Stable isotope signatures and methane use by New Zealand cold seep benthos

摘要

The carbon isotopic composition of seep faunal tissue represents a time-integrated view of the interaction between biology and the biogeochemical gradients within the environment. Here we provide an initial description of carbon and nitrogen stable isotope signatures of dominant symbiont-bearing megafauna and heterotrophic mega- and macrofauna from 10 methane-seep sites on the continental margin of the North Island of New Zealand (662-1201 m water depth). Isotopic signatures suggest that sulfide oxidation supports symbiont-bearing taxa including solemyid and vesicomyid bivalves, and methanotrophic symbionts are present in the seep mussel Bathymodiolus sp. Multiple species of Frenulata (Siboglinidae) are present and have a range of isotopic values that are indicative of both thiotroph- and methanotroph-based nutrition. Isotopic composition of the tubeworm Lamellibrachia sp. varied by 23.3‰ among individuals although there was no consistent difference among sites. Variation in methane use by heterotrophic fauna appears to reflect the availability of hard vs. soft substrate; macrofauna on hard substrates had high 513C signatures, reflecting consumption of photosynthetic-derived organic matter.

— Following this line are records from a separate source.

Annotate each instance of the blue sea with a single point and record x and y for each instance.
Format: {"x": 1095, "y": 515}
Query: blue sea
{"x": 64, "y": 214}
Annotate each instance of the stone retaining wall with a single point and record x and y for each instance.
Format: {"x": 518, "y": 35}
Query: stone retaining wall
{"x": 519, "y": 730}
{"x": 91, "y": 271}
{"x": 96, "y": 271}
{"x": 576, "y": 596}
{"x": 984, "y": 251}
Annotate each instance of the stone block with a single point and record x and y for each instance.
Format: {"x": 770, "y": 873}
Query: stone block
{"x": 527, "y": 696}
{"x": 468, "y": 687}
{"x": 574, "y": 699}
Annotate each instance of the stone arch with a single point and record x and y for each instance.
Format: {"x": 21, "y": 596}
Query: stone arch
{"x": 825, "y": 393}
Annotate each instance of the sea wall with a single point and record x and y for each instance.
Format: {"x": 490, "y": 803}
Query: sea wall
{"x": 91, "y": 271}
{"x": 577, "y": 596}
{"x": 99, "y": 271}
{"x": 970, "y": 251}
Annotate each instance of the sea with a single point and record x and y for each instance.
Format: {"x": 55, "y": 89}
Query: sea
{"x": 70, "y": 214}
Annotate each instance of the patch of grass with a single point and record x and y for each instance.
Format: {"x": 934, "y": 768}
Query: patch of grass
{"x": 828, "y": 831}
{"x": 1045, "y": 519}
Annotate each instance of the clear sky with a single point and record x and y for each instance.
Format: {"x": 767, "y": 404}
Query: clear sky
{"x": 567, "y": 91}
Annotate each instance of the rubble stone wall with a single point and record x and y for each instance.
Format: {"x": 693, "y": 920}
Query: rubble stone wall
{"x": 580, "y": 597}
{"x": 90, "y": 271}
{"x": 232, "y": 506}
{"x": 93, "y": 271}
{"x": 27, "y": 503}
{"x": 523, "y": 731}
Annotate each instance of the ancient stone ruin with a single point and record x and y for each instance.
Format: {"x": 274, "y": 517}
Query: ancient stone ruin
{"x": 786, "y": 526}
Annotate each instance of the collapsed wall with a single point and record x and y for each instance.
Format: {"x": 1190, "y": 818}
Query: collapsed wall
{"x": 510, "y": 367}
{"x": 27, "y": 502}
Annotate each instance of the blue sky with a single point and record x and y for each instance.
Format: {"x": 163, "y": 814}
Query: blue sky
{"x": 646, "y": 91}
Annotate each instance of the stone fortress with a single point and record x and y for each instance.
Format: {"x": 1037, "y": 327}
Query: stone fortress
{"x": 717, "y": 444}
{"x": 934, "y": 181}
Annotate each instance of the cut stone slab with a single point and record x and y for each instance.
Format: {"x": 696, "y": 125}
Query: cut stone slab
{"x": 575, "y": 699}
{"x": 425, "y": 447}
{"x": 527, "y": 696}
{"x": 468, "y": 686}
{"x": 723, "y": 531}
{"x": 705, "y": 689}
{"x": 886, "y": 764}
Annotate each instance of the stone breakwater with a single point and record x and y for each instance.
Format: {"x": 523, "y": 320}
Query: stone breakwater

Two unique, biotic assemblages were discovered to be fueled largely by methane: a hard-substrate, multi-phyla sponge-associated community (inhabiting the sponge Pseudosuberites sp.) and a soft-sediment assemblage dominated by ampharetid polychaetes. Isotope signatures yield estimates of 38-100% and 6-100% methane-derived carbon in sponge associates and ampharetid-bed macrofauna, respectively. These estimates are comparable to those made for deeper methane seeps at the Florida Escarpment (3290 m) and Kodiak, Alaska seeps (4445 m). The overall high use of methane as a carbon source by both symbiont-bearing and heterotrophic fauna suggests that New Zealand methane seeps are an ideal model system to study the interaction among metazoans, bacteria, archaea, and their resulting effect on methane cycles.